Although we did not try to separate the adhesions in any of the patients, one patient (Case #5) had local recurrence in the fourth month. Either neoadjuvant chemoradiotherapy or intraoperative radiotherapy (IORT) can be reasonable options in a patient with locally advanced colon cancer invading into adjacent organs, but there are a limited number of publications in the literature about this issue [27–29]. By using new radiotherapy methods and devices, radiotherapy can be used with lower morbidity by preserving adjacent organs and tissues. A recent study indicates that neoadjuvant chemoradiotherapy combined with en bloc resection may enhance the R0 resection rate and reduce the recurrence rate [27]. Neoadjuvant chemotherapy may also result in downstaging of primary tumor [30]. Another study shows that a patient group that received IORT for locally advanced colon cancer has significantly lower recurrence on tumor bed [29].

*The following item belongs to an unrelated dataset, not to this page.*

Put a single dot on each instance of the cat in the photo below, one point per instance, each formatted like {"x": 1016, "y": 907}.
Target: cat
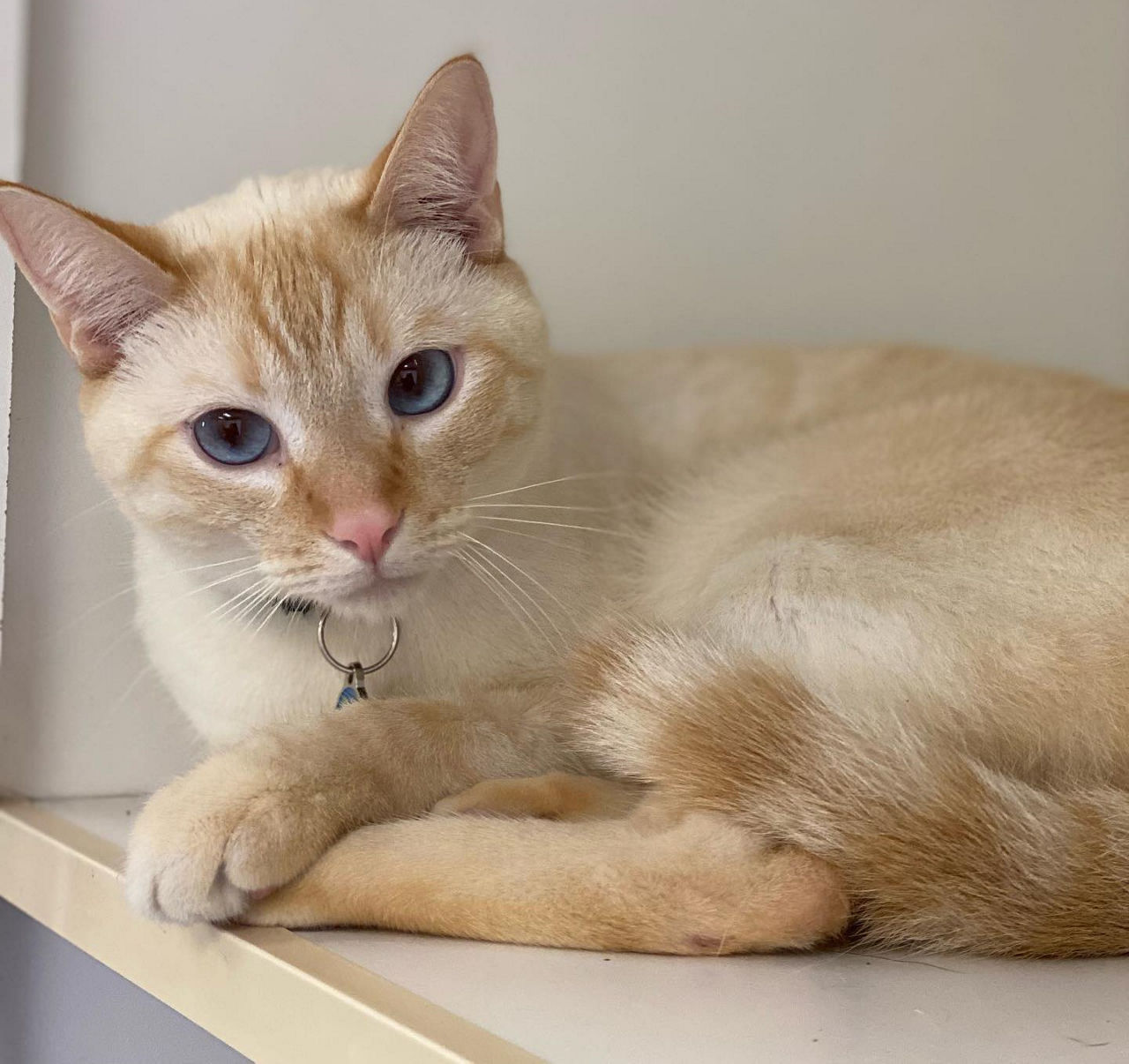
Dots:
{"x": 737, "y": 649}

Some authors accentuated that lymph node metastasis is one of the most important factors for survival [31–33], besides the other important factor en bloc resection with negative surgical margins. In the literature, it was published that 8 patients underwent R0 en bloc colectomy and PD for locally advanced colon carcinoma and survived nearly or more than ten years (Saiura et al., five patients [6]; Praderi et al., two patients [34]; and Berrospi et al., one patient [23]). The reported 5-year survival after R0, en bloc RC + PD, is 52% [35]; on the other hand, 5-year survival is 0−23% [3, 20, 22, 36] in patients who underwent surgery by separation of adhesions to adjacent organs. Median survival was 42 months in our series; in one extreme case that had two recurrences after RC and PD, she underwent major surgeries for local recurrences (pelvic exenteration and CRS and HIPEC). She was able to survive for about 6 years after RC and PD.
5. Conclusion
In conclusion, en bloc RC with PD may result in long-term survival in patients having LARCC with acceptable morbidity and mortality rates. Multidisciplinary teamwork and multimodality treatment alternatives may improve the results.
Acknowledgments
The authors would like to thank Dr. Sedat Karademir, Dr. Huseyin Yavuz Astarcıoğlu, and Dr. Mehmet Fuzun for their operative support.
Conflicts of Interest
The authors declare that they have no conflicts of interest.